Thursday, April 10, 2014

TSL Chapter 26 -- Unselfishness

Summary


Worms has (apparently) asked if courtship is the time for sowing seeds that will blossom ten years hence, into "domestic hatred."

Yes! Answers Screwtape, Yes! In the glow of love, humans will establish unsustainable relationship rules and then, when the "erotic" attraction dims, they'll grow to hate one another. Screwtape points, specifically, to the grand problem of "Unselfishness."

Basically each party aspires to put the other party's desires first and take semi-secret credit for being 'unselfish' -- and then: resentment! And dishonesty, and so-on.

Screwtape draws some kind of fine distinction between the demon-born negative of 'unselfishness' and the Godly virtue of Charity -- presumably Charity is sincere, but at any rate, he concludes with a slight, allusive non-sequitur: the hope that Slumtrimpet can do something about the Young Woman's "sense of the ridiculous."

Thoughts

Charity v. Unselfishness seems like a fairly fine semantic distinction, but the point here is reasonable: be Charitable (sincerely) or at least be up front about it. And don't expect anyone to be as Unselfish or Charitable as they are at the beginning of a relationship.

And I want to give Lewis credit for focusing on unrealistic expectations of others rather than preaching an unrealistic level of Charity in his readers.

It's one thing not to live up to our expectations of ourselves, but another (worse) thing to hold others to an unreasonable standard.

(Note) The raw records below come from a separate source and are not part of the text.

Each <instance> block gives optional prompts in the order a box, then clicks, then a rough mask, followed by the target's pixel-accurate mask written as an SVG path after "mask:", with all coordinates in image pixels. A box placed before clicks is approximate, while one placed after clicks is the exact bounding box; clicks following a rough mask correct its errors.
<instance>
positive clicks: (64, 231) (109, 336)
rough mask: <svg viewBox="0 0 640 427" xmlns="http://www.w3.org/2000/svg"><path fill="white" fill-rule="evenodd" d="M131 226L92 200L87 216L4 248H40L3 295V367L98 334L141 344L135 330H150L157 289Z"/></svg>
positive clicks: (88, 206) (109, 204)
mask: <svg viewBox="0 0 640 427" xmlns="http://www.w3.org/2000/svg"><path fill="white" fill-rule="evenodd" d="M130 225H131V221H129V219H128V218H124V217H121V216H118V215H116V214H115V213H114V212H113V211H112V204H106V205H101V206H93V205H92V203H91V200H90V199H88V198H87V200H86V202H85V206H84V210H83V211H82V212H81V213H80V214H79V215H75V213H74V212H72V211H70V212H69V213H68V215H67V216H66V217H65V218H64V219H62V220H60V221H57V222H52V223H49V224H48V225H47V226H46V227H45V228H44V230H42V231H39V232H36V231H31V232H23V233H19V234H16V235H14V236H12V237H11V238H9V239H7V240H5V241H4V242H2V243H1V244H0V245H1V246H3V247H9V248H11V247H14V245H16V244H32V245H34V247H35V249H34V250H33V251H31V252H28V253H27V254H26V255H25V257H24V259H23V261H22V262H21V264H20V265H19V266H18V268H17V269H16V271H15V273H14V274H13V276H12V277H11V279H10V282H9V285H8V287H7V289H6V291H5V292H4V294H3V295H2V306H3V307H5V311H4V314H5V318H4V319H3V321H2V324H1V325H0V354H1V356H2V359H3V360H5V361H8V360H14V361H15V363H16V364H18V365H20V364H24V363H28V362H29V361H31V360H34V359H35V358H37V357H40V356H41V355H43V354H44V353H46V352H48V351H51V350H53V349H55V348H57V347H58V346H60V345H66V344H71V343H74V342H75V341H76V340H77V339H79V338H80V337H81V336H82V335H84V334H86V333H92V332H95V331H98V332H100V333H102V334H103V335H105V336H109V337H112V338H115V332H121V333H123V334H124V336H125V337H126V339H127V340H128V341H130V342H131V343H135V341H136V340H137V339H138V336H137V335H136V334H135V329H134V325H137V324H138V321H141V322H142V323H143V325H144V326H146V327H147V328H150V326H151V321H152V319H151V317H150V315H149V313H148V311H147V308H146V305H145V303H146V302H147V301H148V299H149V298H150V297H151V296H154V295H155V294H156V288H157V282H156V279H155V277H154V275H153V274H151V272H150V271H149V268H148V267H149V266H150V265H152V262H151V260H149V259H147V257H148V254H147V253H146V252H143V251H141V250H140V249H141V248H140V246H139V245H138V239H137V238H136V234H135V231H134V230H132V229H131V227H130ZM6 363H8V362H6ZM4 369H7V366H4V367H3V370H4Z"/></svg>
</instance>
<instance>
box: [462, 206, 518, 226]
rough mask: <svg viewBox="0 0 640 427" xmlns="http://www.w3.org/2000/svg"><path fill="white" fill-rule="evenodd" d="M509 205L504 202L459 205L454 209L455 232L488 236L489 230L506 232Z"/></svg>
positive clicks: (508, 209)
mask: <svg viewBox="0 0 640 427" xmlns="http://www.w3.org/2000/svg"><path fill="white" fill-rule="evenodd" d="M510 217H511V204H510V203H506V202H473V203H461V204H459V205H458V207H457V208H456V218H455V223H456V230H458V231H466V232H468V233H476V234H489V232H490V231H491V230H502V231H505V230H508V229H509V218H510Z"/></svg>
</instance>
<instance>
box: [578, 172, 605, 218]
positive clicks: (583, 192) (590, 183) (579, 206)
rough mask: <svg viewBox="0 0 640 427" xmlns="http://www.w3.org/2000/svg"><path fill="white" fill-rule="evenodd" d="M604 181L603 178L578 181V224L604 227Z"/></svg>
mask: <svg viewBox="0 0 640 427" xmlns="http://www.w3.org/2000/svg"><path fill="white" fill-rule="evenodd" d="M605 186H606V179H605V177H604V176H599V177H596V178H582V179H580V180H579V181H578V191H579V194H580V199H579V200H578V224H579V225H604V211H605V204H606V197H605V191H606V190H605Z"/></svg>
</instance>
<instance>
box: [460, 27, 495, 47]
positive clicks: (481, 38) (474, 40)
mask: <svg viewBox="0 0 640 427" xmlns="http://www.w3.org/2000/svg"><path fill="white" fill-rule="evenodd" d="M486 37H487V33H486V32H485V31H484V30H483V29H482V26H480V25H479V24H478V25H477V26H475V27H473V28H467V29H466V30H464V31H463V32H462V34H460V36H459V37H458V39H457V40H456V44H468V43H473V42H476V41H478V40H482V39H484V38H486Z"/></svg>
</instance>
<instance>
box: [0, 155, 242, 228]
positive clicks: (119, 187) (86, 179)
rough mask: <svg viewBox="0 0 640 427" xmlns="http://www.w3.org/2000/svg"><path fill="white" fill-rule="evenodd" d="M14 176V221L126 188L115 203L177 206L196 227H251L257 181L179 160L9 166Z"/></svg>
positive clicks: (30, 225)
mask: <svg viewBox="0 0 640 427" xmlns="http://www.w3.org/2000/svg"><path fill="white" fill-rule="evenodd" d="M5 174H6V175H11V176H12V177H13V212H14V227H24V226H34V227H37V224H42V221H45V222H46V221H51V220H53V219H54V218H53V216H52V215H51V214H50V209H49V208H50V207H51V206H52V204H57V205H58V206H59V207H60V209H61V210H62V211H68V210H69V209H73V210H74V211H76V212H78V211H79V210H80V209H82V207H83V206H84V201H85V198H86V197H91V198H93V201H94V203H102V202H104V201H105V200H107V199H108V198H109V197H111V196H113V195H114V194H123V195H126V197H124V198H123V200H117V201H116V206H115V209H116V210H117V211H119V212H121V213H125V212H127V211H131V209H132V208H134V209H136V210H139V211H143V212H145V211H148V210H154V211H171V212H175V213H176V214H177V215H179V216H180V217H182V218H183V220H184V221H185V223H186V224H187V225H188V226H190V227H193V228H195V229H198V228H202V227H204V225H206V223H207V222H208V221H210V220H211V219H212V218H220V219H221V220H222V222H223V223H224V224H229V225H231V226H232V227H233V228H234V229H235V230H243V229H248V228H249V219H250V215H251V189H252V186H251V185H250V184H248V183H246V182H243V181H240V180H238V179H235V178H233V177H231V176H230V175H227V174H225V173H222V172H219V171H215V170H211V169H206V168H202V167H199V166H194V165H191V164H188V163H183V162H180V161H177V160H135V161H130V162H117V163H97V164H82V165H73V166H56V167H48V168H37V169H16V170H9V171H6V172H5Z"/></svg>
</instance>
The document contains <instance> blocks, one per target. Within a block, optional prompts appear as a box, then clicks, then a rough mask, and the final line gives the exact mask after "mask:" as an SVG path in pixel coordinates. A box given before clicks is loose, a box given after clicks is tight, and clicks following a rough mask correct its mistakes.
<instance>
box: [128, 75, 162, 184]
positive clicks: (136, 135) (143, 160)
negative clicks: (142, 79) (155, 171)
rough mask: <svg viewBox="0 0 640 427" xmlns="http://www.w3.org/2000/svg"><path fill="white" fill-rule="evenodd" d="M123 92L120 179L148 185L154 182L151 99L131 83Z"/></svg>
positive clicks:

One other thought: reading Screwtape's unconsidered gender essentialism -- something I suspect would have been utterly common sense in its day -- is a bit amusing to modern ears, especially the bit where he notes that even an advanced Christian woman will make an unholy nag of herself and a similarly advanced Christian man won't get off his ass to help anyone. I suspect this this sort of thing makes for brilliant ammunition in a properly Christian household.